Они были большими детьми, улыбчивыми, все преувеличивающими чудаками перед лицом общества, которое отчитывало их за недостаток логики, нежелание следовать законам и с лицемерным видом перебирать в уме выгодные варианты.
Их идеология не работала без костылей, это правда. Анархия не существует, не может существовать как система, ибо она отрицает будущее, мешая ему рождаться. С установленным порядком можно воевать, лишь противопоставляя ему другой прочный порядок: пустота тут не инструмент, беспорядок - тем более. Понятие хаоса несет в себе свое собственное отрицание. Настоящий анархист должен на более высоком уровне отрицать и самое анархию, становиться антианархистом, а следовательно… Все это не мешало тому, что, когда мы наведывались на улицу Лас-Рамблас или когда выпивали в колоритных барах у парка Монжуик, я любил поболтать с Гарсиа из Теруэля, с Хуаном из Кордовы, с Луисом из Малаги (не знаю, настоящие ли это были имена? Вообще, признает ли анархист те связи и ту ответственность, что связаны с именем?). Когда они слишком повторялись или провозглашали что-то грандиозное, но совершенно бессмысленное, то принимались потом звонко хохотать и хлопать себя по коленкам. Я же, хмельной, как и они, декламировал им (ну да, вы не ослышались) свои мистические стихи, которые рождались и умирали прямо там же за столиком в моем подточенном алкоголем мозгу. Ведь и они были мистиками, хотя сами не смогли бы себе в том признаться. Мистики, которых преследовал миф о конце времен и великом взрыве, они пытались принять в этом участие, достичь небытия и рухнуть в него, оглашая все вокруг громоподобным хохотом… У анархистов и мистиков похожий словарь, известно ли вам это? Они пользуются теми же самыми метафорами. В Талмуде Бог запрещает рабби Ишмаэлю плакать: иначе мир снова погрузится в первичный хаос - разве этот образ и такое душевное движение не опередили анархистскую символику на тысячелетия?
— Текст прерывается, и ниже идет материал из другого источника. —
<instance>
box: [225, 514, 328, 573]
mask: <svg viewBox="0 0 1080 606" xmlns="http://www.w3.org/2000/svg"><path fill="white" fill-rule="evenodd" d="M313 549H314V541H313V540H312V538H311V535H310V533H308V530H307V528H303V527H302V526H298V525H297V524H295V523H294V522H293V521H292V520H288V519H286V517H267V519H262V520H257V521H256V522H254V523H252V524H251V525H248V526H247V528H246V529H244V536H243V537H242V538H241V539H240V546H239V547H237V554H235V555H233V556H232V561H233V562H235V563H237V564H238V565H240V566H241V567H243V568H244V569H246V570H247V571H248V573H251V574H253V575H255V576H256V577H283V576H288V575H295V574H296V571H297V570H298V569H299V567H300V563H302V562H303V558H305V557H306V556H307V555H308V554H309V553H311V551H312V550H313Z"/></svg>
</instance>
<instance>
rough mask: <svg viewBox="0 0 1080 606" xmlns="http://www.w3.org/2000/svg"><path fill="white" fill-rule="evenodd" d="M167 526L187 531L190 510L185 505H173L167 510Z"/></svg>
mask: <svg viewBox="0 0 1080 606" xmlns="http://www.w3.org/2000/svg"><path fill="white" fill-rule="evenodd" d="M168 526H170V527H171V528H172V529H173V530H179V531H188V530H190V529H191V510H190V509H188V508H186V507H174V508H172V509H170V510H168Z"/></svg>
Вспоминаю о Заблотовском, простите, о Хосе, талантливом художнике, полном яростной напористости, который объяснял мне, почему примкнул к их движению:
- Для меня ужасен белый цвет! Всегда хочу, чтобы он взорвался, стал грязью и кровью.
А Симпсон, студент из Ливерпуля, говорил:
- Меня приводит в ужас жизнь, что нам навязывают, земля, которую нам подают, как милостыню, и мир, от которого клонит в сон. Хорошо бы, чтоб все это пожрал и покорежил огромный пожар на страх богам, сотворившим такое. Потому я порвал с прошлым и средой. Здесь я свободен!
Не вздумайте вывести из подобных деклараций, что анархистов привлекала смерть, ее соблазны. Идиотский лозунг "Да здравствует смерть!" был провозглашен не ими, а впавшим в старческую немочь фалангистом, генералом Миланом д’Астреем. Какая бестолочь! Он даже не понял, что надо обладать своеобразным умом и чувством юмора, чтобы выражаться, как отчаявшийся анархист.